Des inégalités sociales lisibles dans le plan de la ville / inegualdades sociales lisibles en el plano de la ciudad

août 29, 2008

MEXICO DF

Développement urbain

Desarollo urbano


Une zonification sociale d’Est en Ouest

Una zonificación social de Este en Oeste

México DF s’est incroyablement étendue dans la seconde moitié du 20ème siècle, et certains facteurs, politiques ou économiques essentiellement, l’ont façonnée jusqu’à ce qu’elle devienne ce qu’elle est actuellement.

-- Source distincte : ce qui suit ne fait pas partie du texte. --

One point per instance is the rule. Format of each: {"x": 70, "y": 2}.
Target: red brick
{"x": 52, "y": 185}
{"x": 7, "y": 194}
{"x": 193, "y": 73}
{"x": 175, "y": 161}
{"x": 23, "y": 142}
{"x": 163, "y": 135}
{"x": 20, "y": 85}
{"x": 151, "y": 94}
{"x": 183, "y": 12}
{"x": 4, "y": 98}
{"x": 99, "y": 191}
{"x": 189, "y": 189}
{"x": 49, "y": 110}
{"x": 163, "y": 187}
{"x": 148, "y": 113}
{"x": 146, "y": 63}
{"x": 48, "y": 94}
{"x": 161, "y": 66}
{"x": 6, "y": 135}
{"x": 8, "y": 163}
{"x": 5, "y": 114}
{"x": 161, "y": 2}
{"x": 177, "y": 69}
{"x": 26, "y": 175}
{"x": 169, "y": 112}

Pourquoi les riches se retrouvent-ils tous regroupés dans la partie Ouest de la ville, appelée Poniente? Une telle zonification se situe à l’encontre de la mixité sociale et ne favorise pas les échanges entre les différentes classes sociales. Ainsi, les quartiers comme Itzapalapa, à l’Est de la ville, se forgent une réputation liée à la délinquance et au danger, et sont peu, voire jamais, fréquentés par les non-résidents.
D’où vient cette répartition?

Le canal qui alimente toute la ville en eau, Cutzamala, arrive du Poniente, où s’installent les populations les plus aisées. Les tuyaux étant anciens et de très mauvaise qualité, 30 % de l’eau fuit bien avant d’atteindre les quartiers de l’Oriente, situés derrière le centre-ville, laissant aux plus pauvres l’eau contaminée et alcaline des sous-sols.

La ciudad se extiende tremendamente en la segunda mitad del siglo XX, y algunos factores, políticos o económicos esencialmente, son determinantes para entender su forma actual.

¿Por qué los ricos se juntan todos en el Poniente de la ciudad? Tal zonificación no favorece los intercambios entre las distintas clases sociales. Así, los barrios como Itzapalapa, al Este de la ciudad, se forjan una reputación vinculada a la delincuencia y al peligro, y pocos no residentes se atreven en esos barrios.

¿De dónde viene esta distribución?

El canal que alimenta toda la ciudad en agua, Cutzamala, llega del Poniente, donde se instalan las poblaciones más ricas. Los tubos son antiguos y muy de mala calidad, asi un 30% del agua se escapa antes de alcanzar los barrios del Oriente, dejando a los más pobres el agua contaminada y alcalina de los sótanos.

http://www.d-p-h.info/spip.php?article103&lang=fr


Le développement actuel de la ville livrée aux entreprises de construction privées
El desarrollo actual de la ciudad dirigido por las constructoras privadas

Le gouvernement mexicain, par le biais de comissions ou d’organisations, met à disposition des fonds destinés à construire des logements aux nombreuses personnes qui en ont besoin. Par manque de discernement et surtout pour décharger la responsabilité du gouvernement, cet argent est donné aux entreprises de construction privées (telles que GEO, DEMET. URBI, etc.) qui achètent des terrains pour 2 francs 6 sous et les revendent au centuple, un par un, construits ou à construire!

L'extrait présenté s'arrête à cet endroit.